# Tucker And His Binky



## Ninde'Gold (Oct 21, 2006)

Hello Hello!

Here's a couple of pictures of Tucker and his kong, we call it his binky (its pink, but its the only color they had lol).

Tucker is 3 months old on Friday!  

Sorry they're blurry, my brothers camera doesn't work right for some reason. He told me to put it on a certain setting so I did and they turned out like crap...

Try to enjoy anyway


----------



## LaurJen (Aug 10, 2006)

He is quite adorable!! Thanks for sharing!!


----------



## Brandy's Mom (Oct 5, 2005)

He's got the prettiest eyes. I just love their shape.


----------



## ontariogolden (Oct 24, 2006)

Tucker looking adorable as always. They grow SO fast... he's grown a lot even since Halloween.


----------



## ontariogolden (Oct 24, 2006)

Oh, I just realized Halloween is about a month past already! Time really does fly I guess lol but he's still grown a lot


----------



## Princess Bella (Oct 17, 2006)

*wow*

Tucker is looking good!! I'm impressed...


----------



## Carsonsdaddy (Nov 1, 2006)

Cute pics! Carson will be 3 months (12 weeks) on Thanksgiving. They're just about the same age. How much does little Tucker weigh? To tell you the truth Tucker was one of the names we were considering for Carson.


----------



## Dilligas (Jun 17, 2005)

Gorgeous puppy! Makes me want one 

(By the way, when in doubt, just stick the camera on Auto; 95% of the time your pictures will be fine.)


----------



## jessme7 (May 29, 2006)

love the pics. I got pics of my pups too when they were babies with their pink kong also, for some reason I only had a choice of pink too.

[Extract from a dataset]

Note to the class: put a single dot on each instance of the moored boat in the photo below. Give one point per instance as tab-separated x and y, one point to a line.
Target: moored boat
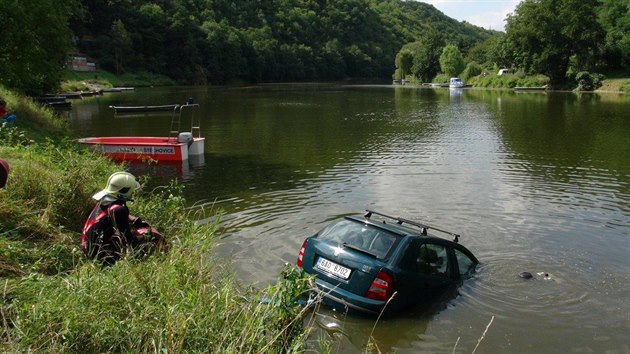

I entered the pics into a puppy kong photo contest but unfortunately did not win.


----------



## RickGibbs (Dec 16, 2005)

Cute pictures.... And I agree with Dilligas...make me want a puppy....


----------



## LaurJen (Aug 10, 2006)

jessme7 said:


> I entered the pics into a puppy kong photo contest but unfortunately did not win.



Well you should have! Adorable!


----------



## Ninde'Gold (Oct 21, 2006)

At 10 weeks (his last vet visit) he was 9lbs... he hasn't grown a whole lot since then (he's 12 weeks on Friday) so I'd say hes about 12-15lbs ???


----------



## Carsonsdaddy (Nov 1, 2006)

Wow that's quite a bit different. Carson was 24lbs today (thanksgiving) his 12 week visit. I guess he's just going to be a big boy huh?


----------



## Ninde'Gold (Oct 21, 2006)

No, Carson seems about normal  Tucker is just really small. 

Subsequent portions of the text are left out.